Question

How do you express $\dfrac{1}{{{x}^{3}}-6{{x}^{2}}+9x}$ in partial fraction?

Answer 1

Hint: The given expression is to be expressed in partial fraction. We first have to factor the polynomial in the given expression. Then, we have to express each of the factors as the sum of the partial fraction of all the factors using variables. We then proceed to calculate the value of the variables used. Substituting the values back in the equation, we get the expression in the partial fraction form.

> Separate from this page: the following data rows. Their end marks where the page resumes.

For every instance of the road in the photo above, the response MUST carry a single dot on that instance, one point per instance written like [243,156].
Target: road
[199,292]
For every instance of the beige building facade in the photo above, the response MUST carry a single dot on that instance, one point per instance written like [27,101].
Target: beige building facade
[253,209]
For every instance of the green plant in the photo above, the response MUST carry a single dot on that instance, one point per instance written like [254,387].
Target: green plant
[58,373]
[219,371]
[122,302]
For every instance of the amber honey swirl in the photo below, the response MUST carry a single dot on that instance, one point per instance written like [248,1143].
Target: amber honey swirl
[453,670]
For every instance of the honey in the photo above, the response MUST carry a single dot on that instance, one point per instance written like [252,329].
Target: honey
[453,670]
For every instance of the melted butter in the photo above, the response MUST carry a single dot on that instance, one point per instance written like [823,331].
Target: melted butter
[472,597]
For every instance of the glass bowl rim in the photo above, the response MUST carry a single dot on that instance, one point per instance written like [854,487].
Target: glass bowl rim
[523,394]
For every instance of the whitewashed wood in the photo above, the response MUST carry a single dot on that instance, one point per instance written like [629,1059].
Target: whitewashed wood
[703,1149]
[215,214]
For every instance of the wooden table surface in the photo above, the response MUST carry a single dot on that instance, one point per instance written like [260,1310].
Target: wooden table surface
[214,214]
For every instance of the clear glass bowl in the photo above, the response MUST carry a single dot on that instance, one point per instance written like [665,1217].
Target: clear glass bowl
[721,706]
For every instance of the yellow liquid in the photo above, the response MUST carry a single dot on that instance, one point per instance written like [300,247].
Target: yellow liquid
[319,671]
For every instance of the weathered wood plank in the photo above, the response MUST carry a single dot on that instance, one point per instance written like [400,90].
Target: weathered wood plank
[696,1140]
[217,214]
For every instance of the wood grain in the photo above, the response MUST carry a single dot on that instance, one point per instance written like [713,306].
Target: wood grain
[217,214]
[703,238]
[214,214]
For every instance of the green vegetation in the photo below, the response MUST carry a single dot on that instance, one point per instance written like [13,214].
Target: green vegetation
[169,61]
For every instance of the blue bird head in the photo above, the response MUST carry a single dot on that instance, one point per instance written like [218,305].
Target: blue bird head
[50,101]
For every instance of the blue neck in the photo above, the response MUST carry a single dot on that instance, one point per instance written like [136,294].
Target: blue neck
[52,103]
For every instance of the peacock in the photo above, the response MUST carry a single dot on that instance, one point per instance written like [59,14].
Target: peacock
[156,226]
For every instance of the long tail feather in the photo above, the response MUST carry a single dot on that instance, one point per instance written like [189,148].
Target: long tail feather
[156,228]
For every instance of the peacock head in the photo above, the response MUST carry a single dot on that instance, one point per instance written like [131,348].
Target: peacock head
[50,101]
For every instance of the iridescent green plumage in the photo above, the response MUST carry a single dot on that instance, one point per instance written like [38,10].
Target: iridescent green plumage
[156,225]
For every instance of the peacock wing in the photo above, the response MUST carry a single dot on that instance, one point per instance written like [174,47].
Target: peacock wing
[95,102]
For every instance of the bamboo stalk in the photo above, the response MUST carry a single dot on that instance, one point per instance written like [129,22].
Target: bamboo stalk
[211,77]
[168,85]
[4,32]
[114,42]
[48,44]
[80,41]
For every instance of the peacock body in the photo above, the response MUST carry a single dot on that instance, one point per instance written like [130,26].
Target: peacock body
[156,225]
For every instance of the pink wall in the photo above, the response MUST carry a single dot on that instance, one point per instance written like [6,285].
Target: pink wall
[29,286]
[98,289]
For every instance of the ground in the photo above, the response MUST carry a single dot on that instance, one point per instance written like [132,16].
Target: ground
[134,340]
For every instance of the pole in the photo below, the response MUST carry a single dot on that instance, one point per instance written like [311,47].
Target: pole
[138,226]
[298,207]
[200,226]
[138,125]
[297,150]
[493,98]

Complete step-by-step solution:
According to the given question, we have a fractional polynomial expression which we have to express in partial form.
We will begin with writing the given expression, we have,
$\dfrac{1}{{{x}^{3}}-6{{x}^{2}}+9x}$----(1)
\[\Rightarrow \dfrac{1}{x({{x}^{2}}-6x+9)}\]------(2)
We will first factorize the polynomial we have, we get,
 \[{{x}^{2}}-6x+9\]
\[\Rightarrow {{x}^{2}}-(3+3)x+3\times 3\]
\[\Rightarrow {{x}^{2}}-3x-3x+9\]
\[\Rightarrow x(x-3)-3(x-3)\]
Taking common terms out, we get,
\[\Rightarrow (x-3)(x-3)\]
We can rewrite the equation (2) as,
\[\dfrac{1}{x({{x}^{2}}-6x+9)}=\dfrac{1}{x{{(x-3)}^{2}}}\]-----(3)
Let us write the equation as the sum of partial fraction, we get,
\[\dfrac{1}{x{{(x-3)}^{2}}}=\dfrac{A}{x}+\dfrac{B}{(x-3)}+\dfrac{C}{{{(x-3)}^{2}}}\]-----(4)
We have to find the value of the variable A, B and C, so we will have to solve the RHS in the equation (4), we will begin by taking the LCM, we get,
\[\Rightarrow \dfrac{1}{x{{(x-3)}^{2}}}=\dfrac{A}{x}\times \dfrac{{{(x-3)}^{2}}}{{{(x-3)}^{2}}}+\dfrac{B}{(x-3)}\times \dfrac{x(x-3)}{x(x-3)}+\dfrac{C}{{{(x-3)}^{2}}}\times \dfrac{x}{x}\]
\[\Rightarrow \dfrac{1}{x{{(x-3)}^{2}}}=\dfrac{A({{x}^{2}}-6x+9)+B({{x}^{2}}-3x)+Cx}{x{{(x-3)}^{2}}}\]
Multiplying the terms, we get,
\[\Rightarrow \dfrac{1}{x{{(x-3)}^{2}}}=\dfrac{A{{x}^{2}}-6Ax+9A+B{{x}^{2}}-3Bx+Cx}{x{{(x-3)}^{2}}}\]
\[\Rightarrow \dfrac{1}{x{{(x-3)}^{2}}}=\dfrac{(A+B){{x}^{2}}+(-6A-3B+C)x+9A}{x{{(x-3)}^{2}}}\]
We will now compare the coefficients of \[{{x}^{2}}\], \[x\] and constant, from LHS and RHS, we get,
\[A+B=0\]----(5)
\[-6A-3B+C=0\]----(6)
\[9A=1\]---(7)
We get the value of A from equation (7), we have,
\[\Rightarrow A=\dfrac{1}{9}\]
Substituting the value of A in equation (5), we get,
\[\dfrac{1}{9}+B=0\]
\[\Rightarrow B=-\dfrac{1}{9}\]
Now, we substitute the value of A and B in equation (6), we have
\[\Rightarrow -6\left( \dfrac{1}{9} \right)-3\left( -\dfrac{1}{9} \right)+C=0\]
\[\Rightarrow \dfrac{-6}{9}+\dfrac{3}{9}+C=0\]
\[\Rightarrow \dfrac{-3}{9}+C=0\]
\[\Rightarrow C=\dfrac{1}{3}\]
Now, we have the values of A, B and C, now we will substitute the values in the equation (4), we get,
\[\dfrac{1}{x{{(x-3)}^{2}}}=\dfrac{1}{9x}+\dfrac{-1}{9(x-3)}+\dfrac{1}{3{{(x-3)}^{2}}}\]
Therefore, we get,
\[\dfrac{1}{{{x}^{3}}-6{{x}^{2}}+9x}=\dfrac{1}{9x}+\dfrac{-1}{9(x-3)}+\dfrac{1}{3{{(x-3)}^{2}}}\]

Note: While expressing the given expression in partial fraction, care should be taken while writing the terms. Before starting writing the expression, make sure that the polynomial in the denominator is factorized first and then expressed as a sum of partial fraction of each of the factors.